Ipanema, se intensifica com a instauração do AI-5, que acaba com o congresso nacional e a
constituição, declarando a ditadura explicita.
Essa mudança política aberta aumentou as restrições existentes para as principais
produções artísticas. Filmes como: “O dragão da maldade contra o santo guerreiro”, que
estava em fase de mixagem, além de Macunaíma, Memória de Helena e Os herdeiros,
apontam uma segunda etapa do movimento, já que tiveram que sofrer adaptações devido
ao regime de censura maior ainda. Esses, voltados para auto-reflexão e sob a perspectiva
de uma geração que acreditou num processo revolucionário de mudança no país,
necessitando também driblar censura, para exibir os filmes produzidos.
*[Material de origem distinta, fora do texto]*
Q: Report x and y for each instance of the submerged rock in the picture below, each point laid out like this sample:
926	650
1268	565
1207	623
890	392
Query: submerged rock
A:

Considerado pelo
próprio diretor como um filme de aventura, “O dragão da maldade contra o santo
guerreiro” não foi censurado como o mesmo já supunha, ganhando no exterior o prêmio de
melhor direção. O que ajudou na recepção da crítica e do público brasileiros.
Já “Os herdeiros”, que substitui o titulo proibido, “O brado retumbante”, de Carlos
Diegues, que pretendia ser um filme histórico apresentando os principais acontecimentos
políticos de 1930 a 1960, mostrava desde a mudança de um pais agrário para um
industrializado, até o golpe militar de 1964. Inicialmente o filme foi proibido pela censura,
mas foi liberado em agosto de 1969, sua exibição no país, porém, ocorreria apenas em
maio de 1970. Diferentemente, Joaquim Pedro de Andrade usa da literatura para apresentar
a realidade brasileira. Usando o livro de Mario de Andrade, ele adapta de forma brilhante o
livro Macunaíma, transformando o mesmo no filme de maior sucesso do cinema novo. Em
Memória de Helena, de David Neves é apresentado uma “reconstrução” da história de uma
jovem que se suicida por não se encaixar nos padrões rígidos e hipócritas da sociedade.
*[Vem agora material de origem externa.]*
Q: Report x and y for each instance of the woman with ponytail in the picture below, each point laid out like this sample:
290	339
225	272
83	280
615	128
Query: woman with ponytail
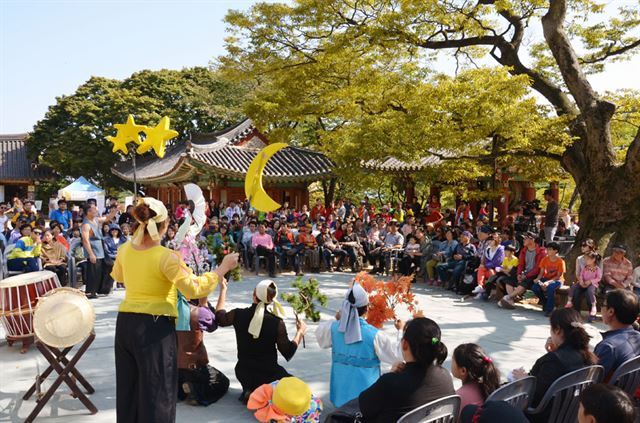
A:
417	381
568	350
145	340
478	374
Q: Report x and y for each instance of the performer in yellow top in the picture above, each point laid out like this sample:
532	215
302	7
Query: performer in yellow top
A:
145	342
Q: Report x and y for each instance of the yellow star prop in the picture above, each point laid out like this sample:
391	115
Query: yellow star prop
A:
127	132
157	138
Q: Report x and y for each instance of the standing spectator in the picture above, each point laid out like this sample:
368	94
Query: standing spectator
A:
24	213
54	257
262	243
550	216
550	278
528	269
617	269
24	256
621	342
92	242
602	403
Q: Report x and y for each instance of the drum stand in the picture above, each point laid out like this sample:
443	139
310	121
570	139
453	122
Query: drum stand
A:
68	374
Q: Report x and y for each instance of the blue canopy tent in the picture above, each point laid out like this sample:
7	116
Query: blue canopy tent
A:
82	190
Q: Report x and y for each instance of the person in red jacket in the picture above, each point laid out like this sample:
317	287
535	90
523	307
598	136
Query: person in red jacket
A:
528	269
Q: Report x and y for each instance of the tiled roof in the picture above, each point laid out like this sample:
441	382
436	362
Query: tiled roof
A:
14	162
228	154
391	164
Com uma constante troca de idéias o Cinema Novo encerra agora a sua fase juvenil,
idealista, transgressora e acima de tudo, produtiva para a cultura brasileira.

Da fome ao sonho

A trajetória dos últimos filmes do cinema novo exprime-se em outro trecho de


Glauber Rocha chamado de “estética do sonho”. Apresentando nele a sua consciência
sobre as mudanças políticas e mentais ocorridas na década de 1960. Nesse momento
Glauber recusa a estética da fome, e como para ele a razão não podia mais ser o parâmetro
para uma obra de arte revolucionária, defendia “a mágica capaz de enfeitiçar o homem a
ponto de que ele não mais suporte viver nessa realidade absurda”. Por isso abandona a
estética da fome, e muda para a do sonho considerado o “único direito que não se pode
proibir”.
A não-superação da estética da fome, portanto deveria acontecer pela estética do
sonho, e as produções seguintes dos criadores do cinema novo confirmam essa idéia. Na
busca de outros modos de alcançar seus objetivos, a liberdade do artista seria o objetivo
mais precioso. E nos anos entre 1959 e 1974, momento de maior repressão por parte da
ditadura, os cinemanovistas dispersavam-se, cada um tentando filmar a sua maneira.
“A revolução é uma mágica, por que é um imprevisto dentro da razão dominadora”.